Türkiye’nin 2. cumhurbaşkanı olan İsmet İnönü,
Mustafa Kemal döneminde yaklaşık 13 yıl başbakanlık, Atatürk’ün ölümünden sonra
da 12 yıl cumhurbaşkanlığı; yaklaşık 4 yıl da başbakanlık yapmış önemli devlet
adamlarımızdan biridir.
Atatürk’ün hayatının son bir yılında irtibatını büyük oranda kestiği İsmet
İnönü, onun ölümünün ardından, önce TBMM tarafından ülkenin yeni Cumhurbaşkanı,
daha sonra 26 Aralık 1938’de olağanüstü toplanan Cumhuriyet Halk Fırkası (CHF)
kurultayı tarafından da partinin ‘değişmez genel başkanı’ olarak seçildi. Bu
unvanlara ek olarak, dönemin bazı Avrupalı liderlerinin modasına uyarak,
kendisine ‘milli şef’ unvanı verilmesini sağladı.

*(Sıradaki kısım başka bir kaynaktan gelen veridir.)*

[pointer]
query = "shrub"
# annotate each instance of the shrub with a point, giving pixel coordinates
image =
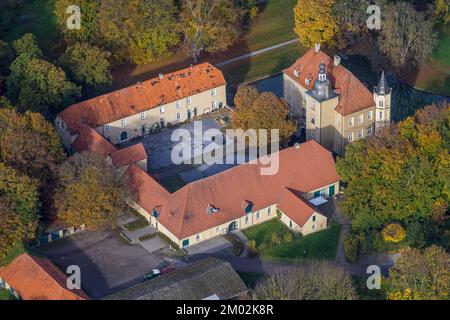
(351, 248)
(393, 233)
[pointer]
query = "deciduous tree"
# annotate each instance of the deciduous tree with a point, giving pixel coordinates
(315, 22)
(406, 34)
(18, 208)
(209, 25)
(89, 192)
(420, 275)
(314, 281)
(87, 65)
(29, 143)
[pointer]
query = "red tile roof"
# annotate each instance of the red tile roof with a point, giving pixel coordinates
(91, 140)
(129, 155)
(38, 279)
(295, 208)
(137, 98)
(353, 94)
(184, 213)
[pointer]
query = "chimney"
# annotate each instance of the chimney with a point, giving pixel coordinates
(337, 60)
(317, 47)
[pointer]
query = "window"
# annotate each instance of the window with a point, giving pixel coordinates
(350, 122)
(361, 118)
(360, 133)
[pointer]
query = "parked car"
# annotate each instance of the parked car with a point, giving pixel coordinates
(168, 269)
(152, 274)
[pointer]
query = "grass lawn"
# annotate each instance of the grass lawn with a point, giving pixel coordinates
(42, 23)
(262, 65)
(319, 245)
(274, 24)
(5, 295)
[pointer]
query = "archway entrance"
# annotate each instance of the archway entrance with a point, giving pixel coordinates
(232, 226)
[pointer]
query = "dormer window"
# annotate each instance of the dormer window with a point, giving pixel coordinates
(212, 209)
(247, 206)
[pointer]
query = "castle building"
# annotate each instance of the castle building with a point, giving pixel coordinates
(332, 106)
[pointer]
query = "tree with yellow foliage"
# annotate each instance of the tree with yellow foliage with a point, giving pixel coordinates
(315, 22)
(420, 275)
(89, 192)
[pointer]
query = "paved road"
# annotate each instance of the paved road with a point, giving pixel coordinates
(255, 53)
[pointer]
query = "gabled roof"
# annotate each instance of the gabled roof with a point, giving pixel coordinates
(353, 94)
(129, 155)
(185, 212)
(198, 281)
(90, 140)
(140, 97)
(295, 208)
(38, 279)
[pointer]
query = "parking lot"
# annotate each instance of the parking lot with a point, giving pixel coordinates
(107, 262)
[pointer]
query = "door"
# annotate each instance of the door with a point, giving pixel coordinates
(331, 191)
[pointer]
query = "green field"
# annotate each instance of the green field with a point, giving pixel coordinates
(41, 22)
(319, 245)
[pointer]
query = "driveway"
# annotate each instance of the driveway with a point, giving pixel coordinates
(108, 264)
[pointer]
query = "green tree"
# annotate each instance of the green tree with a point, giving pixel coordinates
(6, 57)
(18, 208)
(88, 192)
(87, 65)
(209, 25)
(401, 175)
(42, 85)
(29, 143)
(89, 31)
(314, 281)
(315, 22)
(420, 275)
(27, 45)
(266, 112)
(406, 34)
(138, 30)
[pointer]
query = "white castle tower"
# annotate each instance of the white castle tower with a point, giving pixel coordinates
(382, 98)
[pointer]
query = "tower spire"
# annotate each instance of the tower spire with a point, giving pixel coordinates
(383, 87)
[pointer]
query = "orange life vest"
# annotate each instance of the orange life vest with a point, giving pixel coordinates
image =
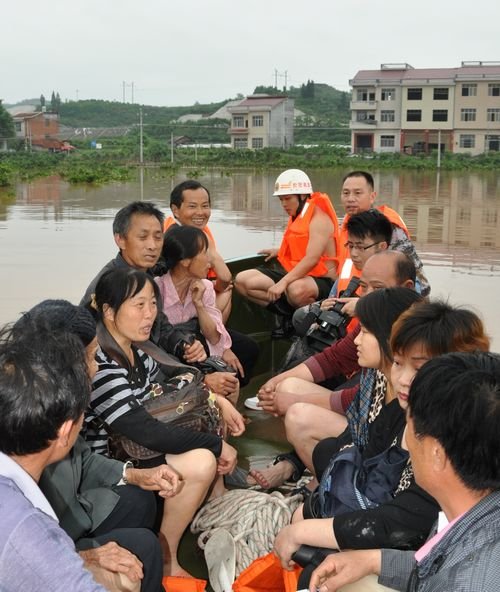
(296, 238)
(171, 220)
(343, 252)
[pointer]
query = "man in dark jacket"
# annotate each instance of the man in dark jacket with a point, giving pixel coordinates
(452, 437)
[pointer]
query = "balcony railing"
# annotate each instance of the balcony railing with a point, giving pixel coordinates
(363, 105)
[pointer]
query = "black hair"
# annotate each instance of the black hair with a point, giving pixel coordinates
(455, 399)
(378, 311)
(113, 288)
(370, 224)
(366, 176)
(119, 284)
(123, 217)
(182, 242)
(59, 315)
(404, 268)
(176, 197)
(440, 328)
(43, 383)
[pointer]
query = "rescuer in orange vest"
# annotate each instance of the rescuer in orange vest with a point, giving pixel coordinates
(358, 195)
(307, 258)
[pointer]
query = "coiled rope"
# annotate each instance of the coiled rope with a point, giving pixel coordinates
(253, 519)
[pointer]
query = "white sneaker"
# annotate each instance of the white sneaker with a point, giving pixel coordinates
(253, 403)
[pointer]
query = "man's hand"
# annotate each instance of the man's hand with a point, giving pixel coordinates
(116, 559)
(222, 383)
(226, 462)
(285, 545)
(194, 352)
(163, 479)
(230, 358)
(348, 308)
(232, 417)
(343, 568)
(270, 253)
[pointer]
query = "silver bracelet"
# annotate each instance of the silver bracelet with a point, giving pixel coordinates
(128, 465)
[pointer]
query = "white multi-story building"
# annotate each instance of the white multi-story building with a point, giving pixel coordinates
(403, 109)
(262, 121)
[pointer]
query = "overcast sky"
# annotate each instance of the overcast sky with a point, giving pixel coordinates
(177, 52)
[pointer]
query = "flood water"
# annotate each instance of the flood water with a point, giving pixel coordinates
(55, 237)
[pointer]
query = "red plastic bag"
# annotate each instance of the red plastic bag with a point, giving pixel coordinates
(265, 574)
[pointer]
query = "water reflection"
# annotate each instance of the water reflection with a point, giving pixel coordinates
(54, 237)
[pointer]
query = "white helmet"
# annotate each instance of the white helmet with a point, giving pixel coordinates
(291, 182)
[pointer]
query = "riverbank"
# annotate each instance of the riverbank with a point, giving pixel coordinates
(118, 161)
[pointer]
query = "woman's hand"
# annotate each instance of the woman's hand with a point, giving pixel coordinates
(232, 417)
(194, 352)
(116, 559)
(163, 479)
(222, 383)
(230, 358)
(269, 253)
(197, 289)
(226, 462)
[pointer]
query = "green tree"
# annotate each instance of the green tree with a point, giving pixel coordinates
(6, 126)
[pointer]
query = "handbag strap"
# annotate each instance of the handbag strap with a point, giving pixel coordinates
(163, 357)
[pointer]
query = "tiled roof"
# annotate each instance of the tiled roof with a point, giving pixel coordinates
(474, 72)
(261, 101)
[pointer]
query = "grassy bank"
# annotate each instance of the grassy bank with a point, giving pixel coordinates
(119, 158)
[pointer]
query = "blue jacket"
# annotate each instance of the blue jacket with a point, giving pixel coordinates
(466, 559)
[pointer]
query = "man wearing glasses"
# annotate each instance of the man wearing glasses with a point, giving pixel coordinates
(358, 195)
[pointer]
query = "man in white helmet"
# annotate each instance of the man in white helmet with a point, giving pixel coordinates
(306, 260)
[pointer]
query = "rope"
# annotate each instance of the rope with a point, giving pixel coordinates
(253, 518)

Atatürk ile son bir yılda ayrı düşmüş ve adeta siyaseten tasfiye olmuş bir
kişi nasıl olur da bu kadar kısa sürede bu denli büyük unvanlara layık
görülebilirdi. Bu soruya üç temel yaklaşımla cevap verilebilir. İlki, mevcutlar
arasında en fazla devlet tecrübesi ve birikimine sahip olması. İkincisi,
mebusların büyük çoğunluğunun, İnönü’nün Başvekilliği zamanında seçilmiş ona
yakın kişilerden oluşması. Üçüncüsü de, dönemin Genelkurmay Başkanı Fevzi
Çakmak ile İçişleri Bakanı Şükrü Kaya’nın rekabeti, Çakmak’ın İnönü’den yana
tutum almasına yol açmıştır. Zira Cumhurbaşkanlığı seçiminin olduğu gün TBMM’ye
birlikte giriş yapmaları bu desteğin düzeyini göstermesi bakımından anlamlıdır.
O yüzden cumhurbaşkanlığına seçilmesi pek zor olmamıştır.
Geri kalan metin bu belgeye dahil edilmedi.